Valerie’s Letter, 2021
oil on stretched canvas

In the summer of 2018, before we moved to Boulder, Colorado, my partner’s family hosted a going-away party for us at their farm. My grandmother was able to attend and, upon arrival, presented a small box and blue envelope to me as a going-away gift. The box contained a few stray possessions of my uncle's: a scarf, a pair of suspenders, a tie clip. The envelope contained a two-page handwritten letter on lined paper, which detailed my late grandfather’s efforts and experience in earning his Bachelor of Science degree and becoming an educator (knowing that I was going on to get my Master’s degree in hopes of becoming a professor).
My grandmother was also aware that I had claimed “Robert Martin” as my artist name, and included a brief lineage of the name “Martin” in her family. As she recounts in the letter, “#2 son arrived and was named Martin Ross. Martin was my grandmother’s maiden name. (Alma Martin Nelson),” highlighting the gender variances with blue and pink underlining. My full name is Robert Martin Buehler, but I honor my uncle, Martin Ross McRoberts, as well as a lineage of femininity within my family, in employing Martin as my surname in my art practice.
About a year after arriving in Boulder, my mother sent me a picture, taken on her iPhone, of a photograph of Marty.
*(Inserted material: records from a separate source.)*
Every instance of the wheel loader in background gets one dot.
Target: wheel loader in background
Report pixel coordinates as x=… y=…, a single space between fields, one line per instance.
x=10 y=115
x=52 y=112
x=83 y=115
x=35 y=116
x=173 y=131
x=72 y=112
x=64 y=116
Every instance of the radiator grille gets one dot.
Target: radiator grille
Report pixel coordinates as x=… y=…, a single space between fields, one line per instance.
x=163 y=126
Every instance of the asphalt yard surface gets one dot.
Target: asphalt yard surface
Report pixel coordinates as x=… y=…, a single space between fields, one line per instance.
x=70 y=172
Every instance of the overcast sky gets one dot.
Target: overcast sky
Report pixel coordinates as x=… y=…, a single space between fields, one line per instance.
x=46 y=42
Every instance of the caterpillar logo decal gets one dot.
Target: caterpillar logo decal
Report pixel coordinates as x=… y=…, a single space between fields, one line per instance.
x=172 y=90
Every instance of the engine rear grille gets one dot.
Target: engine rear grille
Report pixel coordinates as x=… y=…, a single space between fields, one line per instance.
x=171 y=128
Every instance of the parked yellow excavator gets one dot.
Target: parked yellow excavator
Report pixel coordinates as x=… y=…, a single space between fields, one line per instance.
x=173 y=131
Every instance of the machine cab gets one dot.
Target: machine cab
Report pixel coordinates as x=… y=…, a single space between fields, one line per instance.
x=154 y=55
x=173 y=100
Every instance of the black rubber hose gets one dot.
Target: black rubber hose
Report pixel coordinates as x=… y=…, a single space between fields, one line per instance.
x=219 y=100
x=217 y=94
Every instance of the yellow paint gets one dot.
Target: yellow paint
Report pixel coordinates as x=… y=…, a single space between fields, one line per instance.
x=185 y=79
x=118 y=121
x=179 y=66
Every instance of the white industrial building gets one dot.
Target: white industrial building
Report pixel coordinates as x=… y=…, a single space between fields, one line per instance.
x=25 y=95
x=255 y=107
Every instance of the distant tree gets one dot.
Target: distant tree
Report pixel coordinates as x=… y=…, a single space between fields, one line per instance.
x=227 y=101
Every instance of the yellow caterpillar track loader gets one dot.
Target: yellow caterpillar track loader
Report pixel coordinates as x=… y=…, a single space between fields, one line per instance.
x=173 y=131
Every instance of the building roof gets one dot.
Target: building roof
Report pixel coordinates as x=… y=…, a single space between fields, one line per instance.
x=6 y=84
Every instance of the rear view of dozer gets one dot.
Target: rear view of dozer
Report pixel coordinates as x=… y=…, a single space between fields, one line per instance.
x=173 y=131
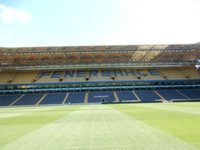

In the image, he is leaning against a sideboard with a sparkling set of glassware. He’s facing the camera with his arms crossed, and his profile is captured in a circular mirror behind the glassware. The grey athletic sweatshirt he’s wearing reads “University of Colorado.” Marty did not attend college, as far as I’m aware, so it’s uncertain who the sweater initially belonged to or what his connection with the University of Colorado could have been. As for me, I applied to CU at the request of my partner, who at one point had plans to finish off his undergraduate degree at the university, and by this time, I had already begun exploring depictions of artifacts and ephemera of Marty’s within my practice. I’m sure one can imagine the full-body, hairs standing on-end reaction when this image surfaced.